Stroke a risk for cocaine, amphetamine users
Young people who abuse cocaine and amphetamines are at heightened risk for suffering a stroke, a study published Monday confirms.
Cocaine, amphetamines, and other stimulants may boost the risk of stroke by raising blood pressure or by triggering spasms in blood vessel walls.
Dr.
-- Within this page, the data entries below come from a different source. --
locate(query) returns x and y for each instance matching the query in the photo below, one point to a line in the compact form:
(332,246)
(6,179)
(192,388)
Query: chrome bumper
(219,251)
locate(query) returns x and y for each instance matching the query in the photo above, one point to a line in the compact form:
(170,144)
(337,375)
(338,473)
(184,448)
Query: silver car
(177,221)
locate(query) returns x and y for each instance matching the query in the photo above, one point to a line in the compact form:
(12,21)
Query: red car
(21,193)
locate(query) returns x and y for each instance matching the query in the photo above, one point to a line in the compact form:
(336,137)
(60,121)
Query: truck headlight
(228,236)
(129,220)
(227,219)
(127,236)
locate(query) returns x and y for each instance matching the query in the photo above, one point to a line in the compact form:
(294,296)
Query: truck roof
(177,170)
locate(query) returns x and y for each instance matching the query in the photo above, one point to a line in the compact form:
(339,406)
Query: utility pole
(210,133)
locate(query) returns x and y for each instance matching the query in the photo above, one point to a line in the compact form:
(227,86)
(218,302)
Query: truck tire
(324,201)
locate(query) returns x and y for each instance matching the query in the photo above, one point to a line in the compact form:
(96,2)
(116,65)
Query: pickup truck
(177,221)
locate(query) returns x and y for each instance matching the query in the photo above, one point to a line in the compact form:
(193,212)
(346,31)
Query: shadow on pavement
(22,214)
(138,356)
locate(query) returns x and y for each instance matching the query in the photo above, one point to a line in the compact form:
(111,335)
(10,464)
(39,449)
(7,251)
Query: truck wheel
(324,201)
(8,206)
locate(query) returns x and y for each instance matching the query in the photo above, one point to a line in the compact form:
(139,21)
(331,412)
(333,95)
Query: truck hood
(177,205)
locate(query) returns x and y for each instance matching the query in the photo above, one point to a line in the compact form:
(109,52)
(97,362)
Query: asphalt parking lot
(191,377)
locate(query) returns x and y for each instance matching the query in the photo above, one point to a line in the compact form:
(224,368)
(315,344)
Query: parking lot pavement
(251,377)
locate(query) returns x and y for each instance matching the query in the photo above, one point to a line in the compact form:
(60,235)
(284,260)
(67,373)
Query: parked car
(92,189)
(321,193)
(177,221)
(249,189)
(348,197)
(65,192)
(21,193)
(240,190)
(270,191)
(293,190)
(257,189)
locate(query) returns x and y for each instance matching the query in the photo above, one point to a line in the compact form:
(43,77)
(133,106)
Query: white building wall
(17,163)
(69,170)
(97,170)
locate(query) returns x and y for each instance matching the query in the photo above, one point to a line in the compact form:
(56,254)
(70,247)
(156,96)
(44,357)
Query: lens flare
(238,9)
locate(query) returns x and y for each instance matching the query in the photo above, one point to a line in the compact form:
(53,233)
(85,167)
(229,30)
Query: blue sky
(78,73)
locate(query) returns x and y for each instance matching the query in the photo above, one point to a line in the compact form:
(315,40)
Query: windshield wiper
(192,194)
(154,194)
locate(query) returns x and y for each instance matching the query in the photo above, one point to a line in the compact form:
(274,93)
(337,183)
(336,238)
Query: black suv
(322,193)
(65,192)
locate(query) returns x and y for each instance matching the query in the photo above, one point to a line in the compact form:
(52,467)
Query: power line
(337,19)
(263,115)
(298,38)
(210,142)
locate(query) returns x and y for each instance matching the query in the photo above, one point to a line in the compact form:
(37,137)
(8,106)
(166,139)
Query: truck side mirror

Arthur N. Westover of the University of Texas Southwestern Medical Center at Dallas and colleagues analyzed data on strokes and drug dependence or abuse from Texas hospital records for the period 2000 to 2003.
A total of 8,369 strokes occurred during the 4-year period, the investigators report in the Archives of General Psychiatry.
In the year 2003, amphetamine abuse was associated with a five-fold greater risk of “bleeding in the brain” stroke—called hemorrhagic stroke—but not ischemic stroke—the kind caused by a blockage.
Cocaine abuse more than doubled the risk of both hemorrhagic and ischemic stroke.
Amphetamine, but not cocaine, abuse was also associated with a higher risk of death after a bleeding stroke, according to the team.
“The public health implications of these findings are heightened by growing news accounts suggesting a recent increase in methamphetamine abuse, particularly in the southwestern, western, and Midwestern states,” write Westover and colleagues.
“This concern,” they add, “was supported by our finding that, among hospitalized patients in Texas in 2000 to 2003, the rate of amphetamine abuse was increasing faster than that of any other drug, including cocaine, and the rate of strokes among amphetamine abusers was increasing faster than the rate of strokes among abusers of any other drug.”